Sept. 16, 2013 - 20:38 By Korea Herald

Kim Woo-choong

HANOI (Yonhap News) ― Kim Woo-choong, the former chief of South Korea’s now-defunct Daewoo Group, returned home on Monday to deal with growing criticism in his country over his unpaid fines totaling 18 trillion won ($16.6 billion), business sources in Vietnam said.

Daewoo Group filed for bankruptcy in 1999 in the wake of the Asian financial crisis that hit South Korea in late 1997.

After years of hiding overseas, he returned to South Korea in 2005 and was promptly put under arrest. Kim was charged with accounting fraud of 41 trillion won, illegally borrowing 9.8 trillion won and smuggling $3.2 billion out of the country. He was later pardoned by then-President Lee Myung-bak in January 2008.
 
Since the pardon, Kim has been staying in Vietnam.

To this day, the former Daewoo chief owes the state an uncollected restitution of 17.9 trillion won. Of the total, Kim has only paid 88.7 billion won, less than 0.5 percent.

The sources said during a stay in Seoul, Kim may announce his stance over his unpaid fines and alleged hidden assets held by his family.

Early this year, an online news outlet claimed that a son of the Daewoo Group founder has been found to be the owner of a luxury golf course in Vietnam, accusing the disgraced businessman of siphoning off funds instead of paying the restitutions he owes the state.

Kim’s expected moves come after the family of disgraced former South Korean President Chun Doo-hwan pledged last week to pay off a huge amount of unpaid fines.

In 1997, South Korea’s top court convicted the former president of mutiny, treason and bribery, and ordered him to return to state coffers around 220 billion won he illegally received in bribes during his iron-fisted rule. Chun has yet to pay some 167.2 billion won he owes. Chun seized power through a coup in 1979 and ruled until 1988.

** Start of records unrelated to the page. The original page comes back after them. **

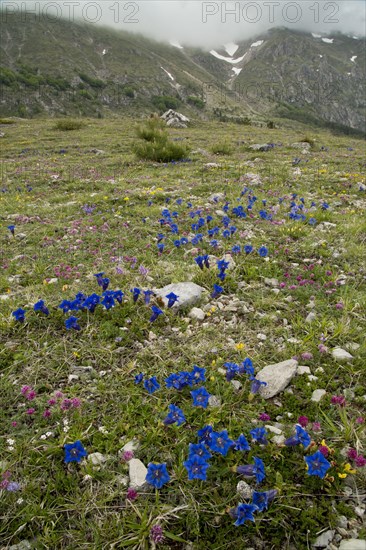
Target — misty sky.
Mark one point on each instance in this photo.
(206, 23)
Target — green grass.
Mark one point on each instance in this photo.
(83, 203)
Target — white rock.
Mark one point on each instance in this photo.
(197, 314)
(188, 293)
(277, 377)
(317, 395)
(340, 354)
(97, 459)
(215, 197)
(137, 473)
(353, 544)
(244, 490)
(324, 539)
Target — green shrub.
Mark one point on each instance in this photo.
(223, 148)
(153, 131)
(67, 125)
(160, 151)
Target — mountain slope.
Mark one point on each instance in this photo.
(65, 68)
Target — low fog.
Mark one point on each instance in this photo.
(204, 23)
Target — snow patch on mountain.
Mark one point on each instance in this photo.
(231, 48)
(228, 59)
(176, 45)
(170, 76)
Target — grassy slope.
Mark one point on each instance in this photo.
(60, 507)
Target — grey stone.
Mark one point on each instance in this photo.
(188, 294)
(324, 539)
(342, 522)
(277, 377)
(340, 354)
(317, 395)
(197, 314)
(353, 544)
(137, 473)
(244, 490)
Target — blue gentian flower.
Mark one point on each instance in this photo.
(200, 397)
(74, 452)
(262, 499)
(157, 475)
(151, 384)
(263, 251)
(317, 464)
(217, 291)
(256, 384)
(259, 435)
(200, 450)
(139, 378)
(196, 467)
(256, 470)
(108, 301)
(40, 306)
(118, 295)
(204, 434)
(72, 322)
(65, 306)
(175, 415)
(172, 298)
(243, 513)
(135, 294)
(301, 437)
(91, 302)
(220, 442)
(241, 444)
(147, 296)
(198, 375)
(155, 313)
(19, 314)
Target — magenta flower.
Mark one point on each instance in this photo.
(303, 421)
(131, 494)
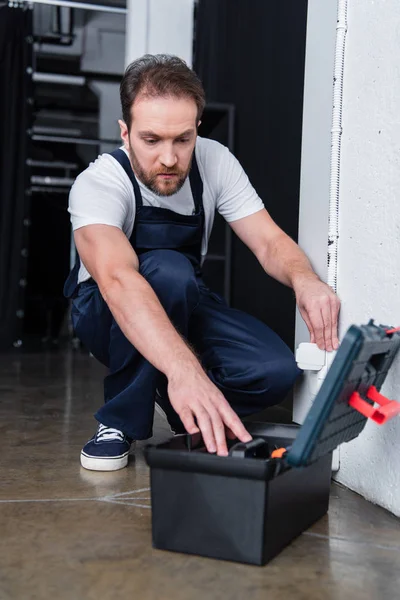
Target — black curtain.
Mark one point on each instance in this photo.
(251, 54)
(15, 59)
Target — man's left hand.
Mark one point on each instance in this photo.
(319, 306)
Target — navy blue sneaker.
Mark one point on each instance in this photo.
(108, 450)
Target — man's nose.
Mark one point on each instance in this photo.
(168, 157)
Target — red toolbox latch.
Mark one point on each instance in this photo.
(386, 411)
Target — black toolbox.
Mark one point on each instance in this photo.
(248, 506)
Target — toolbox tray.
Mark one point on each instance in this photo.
(247, 507)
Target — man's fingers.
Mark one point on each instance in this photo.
(233, 423)
(229, 434)
(206, 428)
(335, 307)
(219, 431)
(318, 327)
(307, 321)
(327, 320)
(187, 419)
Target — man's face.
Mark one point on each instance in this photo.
(161, 141)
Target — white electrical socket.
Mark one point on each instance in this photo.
(315, 364)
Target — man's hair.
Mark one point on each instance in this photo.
(159, 75)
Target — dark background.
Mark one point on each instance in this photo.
(251, 54)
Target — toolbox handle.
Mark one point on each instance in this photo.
(388, 409)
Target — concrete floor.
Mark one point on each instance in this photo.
(67, 533)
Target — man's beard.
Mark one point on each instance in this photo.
(151, 178)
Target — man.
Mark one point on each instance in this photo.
(142, 217)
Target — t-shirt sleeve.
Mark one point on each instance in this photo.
(236, 196)
(100, 196)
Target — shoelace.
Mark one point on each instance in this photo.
(109, 434)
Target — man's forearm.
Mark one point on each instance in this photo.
(146, 325)
(284, 260)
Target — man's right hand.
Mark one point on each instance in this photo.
(197, 400)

Two weeks earlier, another ex-president, Roh Tae-woo, paid off the remainder of his unpaid fines amounting to 23 billion won. Roh was also convicted of the same charges as former president Chun in 1997.

Roh, who replaced Chun as president from 1988 to 1993, was ordered by South Korea’s top court to pay back 262.8 billion won that he was found to have illegally accumulated during his presidency.